Out of curiosity, I rotated the image 90 degrees counterclockwise. To my surprise, it resembled a submarine. Of course, that impression depends on which class of submarine you're imagining, but the resemblance was enough to make me look up the phrase “submarine pen.” I expected nothing of significance, but what I found was a Wikipedia entry describing a submarine pen as a fortified shelter—essentially a hardened structure or “garage” for submarines.
That caught my attention.
The Zodiac has long been speculated to have had military or naval connections, and there’s often mention of Mare Island Naval Shipyard in discussions about the Zodiac. Mare Island had a history of building submarines and so I decided to dig deeper and found a list of vessels produced there. Some of the names stood out like—Argonaut, Trigger—that felt oddly in sync with Zodiac's tone.
But what truly pushed the connection further was a quote I stumbled upon during this search:
“There is poetry in ships’ names. It can be heard in the quiet watches of the night…, when mist obscures the waterfront and foghorns call mournfully through the darkness. Out across the bay, blinking lights mark the channel down which Navy ships have sailed for hundreds of years, and bells sound a knell for those that never came back.”

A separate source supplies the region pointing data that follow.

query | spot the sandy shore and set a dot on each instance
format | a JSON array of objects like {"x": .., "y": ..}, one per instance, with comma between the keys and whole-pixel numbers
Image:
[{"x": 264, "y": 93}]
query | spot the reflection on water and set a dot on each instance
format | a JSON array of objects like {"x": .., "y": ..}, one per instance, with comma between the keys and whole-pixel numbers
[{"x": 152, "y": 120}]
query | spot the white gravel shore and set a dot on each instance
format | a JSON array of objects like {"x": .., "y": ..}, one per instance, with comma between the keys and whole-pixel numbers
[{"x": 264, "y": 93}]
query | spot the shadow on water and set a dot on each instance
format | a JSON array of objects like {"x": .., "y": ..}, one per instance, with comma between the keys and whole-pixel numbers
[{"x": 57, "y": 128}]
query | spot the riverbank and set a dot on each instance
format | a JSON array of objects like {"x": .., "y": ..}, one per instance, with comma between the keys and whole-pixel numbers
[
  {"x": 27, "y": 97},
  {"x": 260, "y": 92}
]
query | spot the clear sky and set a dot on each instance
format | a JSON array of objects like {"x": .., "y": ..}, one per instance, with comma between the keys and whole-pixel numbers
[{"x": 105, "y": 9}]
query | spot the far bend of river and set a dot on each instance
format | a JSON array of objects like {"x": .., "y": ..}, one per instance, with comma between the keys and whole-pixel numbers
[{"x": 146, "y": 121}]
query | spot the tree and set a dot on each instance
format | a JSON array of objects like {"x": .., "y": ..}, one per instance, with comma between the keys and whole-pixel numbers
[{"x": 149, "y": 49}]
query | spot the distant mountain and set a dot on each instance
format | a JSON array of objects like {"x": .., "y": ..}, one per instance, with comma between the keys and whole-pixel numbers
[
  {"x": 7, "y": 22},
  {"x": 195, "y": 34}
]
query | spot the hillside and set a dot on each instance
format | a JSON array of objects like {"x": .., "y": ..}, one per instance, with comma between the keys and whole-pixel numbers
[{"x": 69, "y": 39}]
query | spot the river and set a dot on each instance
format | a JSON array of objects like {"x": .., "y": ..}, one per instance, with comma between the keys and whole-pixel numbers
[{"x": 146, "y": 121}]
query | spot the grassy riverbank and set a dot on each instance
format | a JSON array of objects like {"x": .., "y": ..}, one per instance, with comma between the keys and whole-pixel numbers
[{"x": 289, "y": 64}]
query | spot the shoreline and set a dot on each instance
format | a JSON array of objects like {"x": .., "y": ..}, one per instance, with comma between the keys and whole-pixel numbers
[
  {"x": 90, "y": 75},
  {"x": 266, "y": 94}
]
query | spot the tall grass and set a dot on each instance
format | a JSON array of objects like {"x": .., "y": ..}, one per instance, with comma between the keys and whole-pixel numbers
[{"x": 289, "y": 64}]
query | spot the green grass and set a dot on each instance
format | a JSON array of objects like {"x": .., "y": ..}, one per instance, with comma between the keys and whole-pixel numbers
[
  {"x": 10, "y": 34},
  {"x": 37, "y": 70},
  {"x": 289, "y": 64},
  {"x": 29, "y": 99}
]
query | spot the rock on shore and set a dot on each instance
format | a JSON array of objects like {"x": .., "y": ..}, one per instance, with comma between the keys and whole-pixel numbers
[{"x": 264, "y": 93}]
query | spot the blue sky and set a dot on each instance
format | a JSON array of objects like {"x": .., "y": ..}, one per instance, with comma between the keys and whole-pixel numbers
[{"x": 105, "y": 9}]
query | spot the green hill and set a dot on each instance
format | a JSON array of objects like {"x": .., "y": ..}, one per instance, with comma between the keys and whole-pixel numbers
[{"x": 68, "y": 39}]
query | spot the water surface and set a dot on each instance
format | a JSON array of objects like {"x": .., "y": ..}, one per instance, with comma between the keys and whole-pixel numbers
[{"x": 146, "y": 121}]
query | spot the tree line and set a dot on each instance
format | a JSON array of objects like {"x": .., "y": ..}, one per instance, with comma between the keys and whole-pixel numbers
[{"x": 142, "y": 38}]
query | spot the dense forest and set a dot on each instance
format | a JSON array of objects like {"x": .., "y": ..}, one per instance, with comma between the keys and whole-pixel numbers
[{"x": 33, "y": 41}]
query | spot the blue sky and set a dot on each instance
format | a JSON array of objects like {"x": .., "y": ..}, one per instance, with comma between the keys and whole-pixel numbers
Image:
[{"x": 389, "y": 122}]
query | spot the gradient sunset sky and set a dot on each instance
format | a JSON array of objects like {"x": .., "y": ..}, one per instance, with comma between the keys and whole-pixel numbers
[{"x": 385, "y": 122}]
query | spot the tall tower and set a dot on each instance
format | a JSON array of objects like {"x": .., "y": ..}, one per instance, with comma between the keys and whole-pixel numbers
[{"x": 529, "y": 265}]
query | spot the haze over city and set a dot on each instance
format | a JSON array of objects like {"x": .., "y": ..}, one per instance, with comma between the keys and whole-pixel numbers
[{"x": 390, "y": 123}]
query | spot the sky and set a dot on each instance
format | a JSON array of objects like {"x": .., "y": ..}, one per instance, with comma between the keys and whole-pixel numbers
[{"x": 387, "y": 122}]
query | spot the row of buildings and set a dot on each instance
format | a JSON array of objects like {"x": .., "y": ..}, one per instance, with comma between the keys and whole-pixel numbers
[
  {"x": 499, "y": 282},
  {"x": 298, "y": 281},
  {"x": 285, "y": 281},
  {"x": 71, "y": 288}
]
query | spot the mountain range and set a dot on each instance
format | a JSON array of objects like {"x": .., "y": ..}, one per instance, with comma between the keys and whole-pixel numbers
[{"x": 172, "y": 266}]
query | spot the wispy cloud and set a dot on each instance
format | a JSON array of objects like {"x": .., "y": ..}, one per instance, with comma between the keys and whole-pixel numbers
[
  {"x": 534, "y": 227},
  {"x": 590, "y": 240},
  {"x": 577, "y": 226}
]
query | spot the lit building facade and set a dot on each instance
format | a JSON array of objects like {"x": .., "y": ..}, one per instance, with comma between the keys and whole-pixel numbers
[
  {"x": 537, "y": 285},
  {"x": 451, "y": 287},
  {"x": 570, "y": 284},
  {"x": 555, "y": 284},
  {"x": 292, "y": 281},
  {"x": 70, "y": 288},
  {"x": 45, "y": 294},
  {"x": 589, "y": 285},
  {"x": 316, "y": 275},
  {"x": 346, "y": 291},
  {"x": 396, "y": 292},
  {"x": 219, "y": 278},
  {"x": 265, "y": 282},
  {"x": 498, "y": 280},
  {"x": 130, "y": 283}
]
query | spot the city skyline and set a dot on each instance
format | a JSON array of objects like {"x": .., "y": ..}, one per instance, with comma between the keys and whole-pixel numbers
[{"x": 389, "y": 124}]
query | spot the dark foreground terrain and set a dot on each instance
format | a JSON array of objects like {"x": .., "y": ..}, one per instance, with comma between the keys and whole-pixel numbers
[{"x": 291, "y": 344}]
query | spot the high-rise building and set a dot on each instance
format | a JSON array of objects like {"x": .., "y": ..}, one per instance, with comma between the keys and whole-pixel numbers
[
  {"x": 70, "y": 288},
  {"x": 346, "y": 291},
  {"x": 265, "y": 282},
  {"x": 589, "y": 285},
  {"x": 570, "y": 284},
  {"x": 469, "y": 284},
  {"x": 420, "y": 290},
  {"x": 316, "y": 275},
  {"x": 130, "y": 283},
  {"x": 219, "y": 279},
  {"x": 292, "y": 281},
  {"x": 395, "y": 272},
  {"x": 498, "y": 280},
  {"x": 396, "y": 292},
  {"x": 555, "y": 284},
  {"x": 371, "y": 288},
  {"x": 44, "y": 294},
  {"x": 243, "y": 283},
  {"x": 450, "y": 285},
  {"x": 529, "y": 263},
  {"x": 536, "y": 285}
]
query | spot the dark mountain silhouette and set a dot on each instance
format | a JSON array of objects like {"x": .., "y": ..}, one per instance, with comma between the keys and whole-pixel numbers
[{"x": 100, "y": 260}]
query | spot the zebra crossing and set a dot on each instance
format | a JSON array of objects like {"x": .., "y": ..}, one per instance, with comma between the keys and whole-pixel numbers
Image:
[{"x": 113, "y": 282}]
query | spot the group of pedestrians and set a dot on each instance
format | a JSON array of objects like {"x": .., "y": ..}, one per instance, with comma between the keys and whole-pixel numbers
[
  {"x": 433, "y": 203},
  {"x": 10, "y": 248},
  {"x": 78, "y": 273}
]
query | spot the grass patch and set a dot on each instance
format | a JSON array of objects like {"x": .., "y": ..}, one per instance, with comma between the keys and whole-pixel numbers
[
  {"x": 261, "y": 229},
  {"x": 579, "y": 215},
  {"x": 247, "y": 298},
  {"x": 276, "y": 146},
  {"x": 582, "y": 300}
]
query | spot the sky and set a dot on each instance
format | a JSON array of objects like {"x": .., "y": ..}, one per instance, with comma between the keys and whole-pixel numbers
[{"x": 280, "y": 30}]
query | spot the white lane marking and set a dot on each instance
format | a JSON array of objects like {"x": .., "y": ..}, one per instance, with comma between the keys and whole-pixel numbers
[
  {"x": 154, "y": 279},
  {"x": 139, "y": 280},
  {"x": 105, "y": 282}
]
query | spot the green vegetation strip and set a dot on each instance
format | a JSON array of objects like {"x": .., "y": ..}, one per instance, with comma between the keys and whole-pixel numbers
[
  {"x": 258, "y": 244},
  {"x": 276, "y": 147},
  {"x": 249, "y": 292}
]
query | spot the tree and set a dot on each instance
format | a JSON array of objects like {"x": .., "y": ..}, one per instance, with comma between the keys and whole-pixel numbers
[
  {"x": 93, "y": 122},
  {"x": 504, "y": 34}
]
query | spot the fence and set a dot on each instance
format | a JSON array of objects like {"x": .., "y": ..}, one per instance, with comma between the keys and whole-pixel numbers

This was written by Fletcher Pratt—the same Fletcher Pratt who authored Secret and Urgent, a book on cryptography that Donald Harden reportedly used during his decryption of the Zodiac’s 408 cipher. Through additional research I learned that Pratt wasn’t just a writer of nonfiction; he was also a military historian and a science fiction and fantasy author, blending fact and imagination in ways that feel oddly resonant with the Zodiac’s own method of communication.
The pen that resembles a submarine may represent more than just an abstract doodle on a card. Perhaps it has symbolic or emotional meaning for the Zodiac. What we have overlooked as incidental or decorative might, in fact, be a look inside the Zodiac's personal life. Someone who may not have been in the Navy but had an interest in certain authors, history, Naval history, ships, poetry, and science fiction.